This post shows how to consume Azure service bus topic subscriptions in an Azure function.
Code: https://github.com/damienbod/AspNetCoreServiceBus
Posts in this series:
- Using Azure Service Bus Queues with ASP.NET Core Services
- Using Azure Service Bus Topics in ASP.NET Core
- Using Azure Service Bus Topics Subscription Filters in ASP.NET Core
- Using Entity Framework Core to process Azure Service Messages in ASP.NET Core
- Using an Azure Service Bus Topic Subscription in an Azure Function
- Using Azure Service Bus with restricted access
History
2021-05-19 Updated .NET, Azure Service Bus SDK
Processing the Azure Service Bus Messages in an Azure Function
Setting this up could not be easier. In Visual Studio, create a new Azure function project, and then create a new Azure function using the Visual Studio helpers.
Select a Service Bus Topic trigger and add the definitions as required. These can be changed later, if you don’t know the required values.

The new Azure function has an attribute which is used to defined the client for the topic subscription. The service bus connection string is defined as ServiceBusConnectionString. This will be specified later. The message is then deserialized to an object. Now you can handle the payload as required.
using System;
using Microsoft.Azure.WebJobs;
using Microsoft.Azure.WebJobs.Host;
using Microsoft.Extensions.Logging;
namespace FunctionService3
{
public static class MyQueueFunction
{
[FunctionName("MyQueueFunction")]
public static void Run([ServiceBusTrigger("myqueue", Connection = "ServiceBusConnectionString")]string myQueueItem, ILogger log)
{
//throw new Exception("Cannot not process for some reason");
log.LogInformation($"C# ServiceBus queue trigger function processed message: {myQueueItem}");
}
}
}
The connection for the Azure service bus is defined in the local.settings.json file. This is a bit of a problem because we should not be committing this secret value to our source code repository. We could use a dev service bus here, and commit this then. The test and production service bus connection strings could then be set as part of the build.

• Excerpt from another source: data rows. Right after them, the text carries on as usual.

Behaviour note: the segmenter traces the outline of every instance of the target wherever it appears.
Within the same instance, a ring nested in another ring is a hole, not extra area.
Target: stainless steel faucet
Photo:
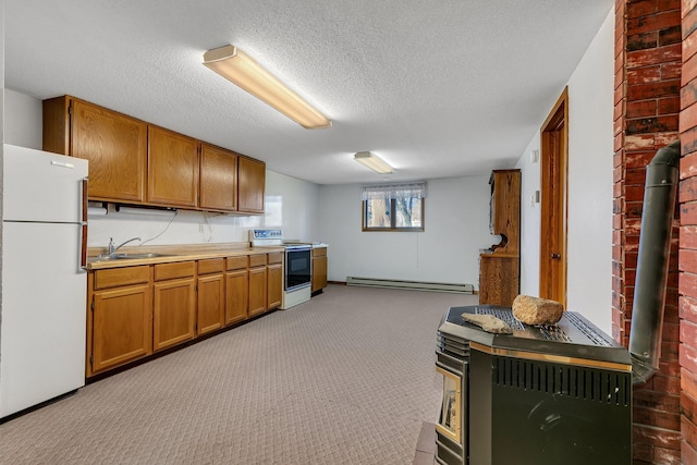
[[[130,238],[126,242],[122,243],[121,245],[118,245],[118,246],[114,247],[113,237],[109,237],[109,255],[114,255],[118,249],[120,249],[121,247],[123,247],[124,245],[126,245],[127,243],[133,242],[133,241],[140,241],[140,237]]]

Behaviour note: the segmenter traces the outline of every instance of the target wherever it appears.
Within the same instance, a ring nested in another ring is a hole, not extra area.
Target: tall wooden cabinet
[[[494,170],[489,230],[501,236],[479,255],[479,303],[510,306],[521,290],[521,170]]]

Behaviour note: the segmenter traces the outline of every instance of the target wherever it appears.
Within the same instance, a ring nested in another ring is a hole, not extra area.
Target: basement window
[[[363,231],[424,231],[426,182],[364,185]]]

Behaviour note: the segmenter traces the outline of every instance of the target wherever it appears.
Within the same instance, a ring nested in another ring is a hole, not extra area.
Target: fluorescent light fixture
[[[307,130],[331,126],[327,117],[235,46],[208,50],[204,64]]]
[[[370,168],[376,173],[390,174],[394,172],[394,169],[392,167],[382,161],[380,157],[369,151],[359,151],[353,156],[353,159],[358,163],[365,164],[366,167]]]

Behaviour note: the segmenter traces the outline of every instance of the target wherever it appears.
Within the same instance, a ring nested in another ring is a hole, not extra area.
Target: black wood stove
[[[485,332],[462,314],[493,315],[513,334]],[[579,314],[531,327],[508,307],[452,307],[436,352],[438,463],[632,463],[629,354]]]

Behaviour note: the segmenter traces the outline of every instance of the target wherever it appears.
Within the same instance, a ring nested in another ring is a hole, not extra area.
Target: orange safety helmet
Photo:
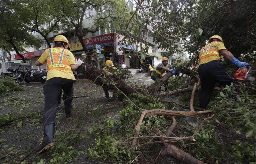
[[[53,42],[65,42],[68,44],[68,46],[70,46],[70,44],[68,43],[68,40],[67,38],[62,35],[59,35],[55,36],[53,39]]]
[[[220,36],[217,35],[213,35],[209,39],[209,40],[208,40],[208,42],[209,43],[210,42],[210,40],[212,39],[219,39],[222,42],[223,42],[222,38]]]
[[[164,57],[163,58],[162,58],[162,62],[163,62],[165,60],[168,60],[168,58],[166,58],[165,57]]]
[[[114,66],[113,63],[112,62],[112,61],[110,60],[108,60],[107,61],[106,61],[105,65],[106,65],[106,66],[108,67],[111,67]]]

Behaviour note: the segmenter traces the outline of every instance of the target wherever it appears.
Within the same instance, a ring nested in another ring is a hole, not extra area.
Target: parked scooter
[[[41,82],[44,83],[46,81],[47,72],[44,70],[27,70],[24,76],[24,81],[27,83],[30,82]]]
[[[14,69],[10,67],[7,70],[8,71],[12,73],[12,77],[15,78],[15,82],[19,85],[21,84],[23,78],[22,76],[23,69],[20,68],[21,66],[20,65],[19,67],[16,69]]]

Azure Key Vault could also be used to get the service bus connection string. This is only a little bit better as the key vault secret would be pushed to the server, so we still have a secret in our code.
It would be nice if we could use something like the Microsoft extensions key vault configuration where no secret is required to use the key vault.
{
"IsEncrypted": false,
"Values": {
"AzureWebJobsStorage": "UseDevelopmentStorage=true",
"FUNCTIONS_WORKER_RUNTIME": "dotnet",
"ServiceBusConnectionString": "Not possible to read from a secret src without a another"
},
"Host": {
"LocalHttpPort": "7071",
"CORS": "*"
}
}
The Azure service bus subscription needs to be configured in Azure:

It is really easy to use Azure service bus with Azure functions. The handling of secrets could be improved. There are some open source projects which help solve this problem.
Links:
https://docs.microsoft.com/en-us/azure/service-bus-messaging/
https://www.nuget.org/packages/Microsoft.Azure.ServiceBus
Always subscribe to Dead-lettered messages when using an Azure Service Bus
https://ml-software.ch/posts/stripe-api-with-asp-net-core-part-3
Could you please share some information on how to debug azure functions? Especially those which uses ServiceBusTrigger.
Hi Schmallaria
For local dev, this should just work. The example in this blog is committed to the git repo, and it should just start. You need to install to local tools to run azure functions. Or do you mean directly on the deployment, like in Azure?
Greetings Damien
Hi Damien,
Yes, I mean local debugging. Could you explain what tools I need and what I have to do to start debugging? When I try to debug a Azure function with a ServiceBusTrigger I always get the error: “Cannot start the Azure Storage Emulator. Please run AzureStorageEmulator.exe start”.
BR
I added the links for the tools here:
https://damienbod.com/2019/03/14/running-local-azure-functions-in-visual-studio-with-https/
install the tools from the 3 links, and you will be able to debug, run locally
Greetings Damien
Hi Damien,
many thanks. That helped me. I had trouble with my localDB instance which was not correct configured thus the emulator didn’t start. After re-installing all required tools (mentioned in your link) everything is working as expected.
BR
How might one create a service bus triggered function with a DYNAMIC connection string?
Let’s say I have 4 different queues and depending on some configuration setting I want my functions to be configured with one or another of those service bus connection strings.
I’ve looked at binding. Can’t see how that helps.
I’ve looked at StartUp . Configure, but still, can’t get my Topic Triggered Functions to load correctly.
Any ideas?
@DaveCline – Unfortunately you can’t as the connection string is required at instantiation time and is a read-only property. You’ll have to create multiple instances.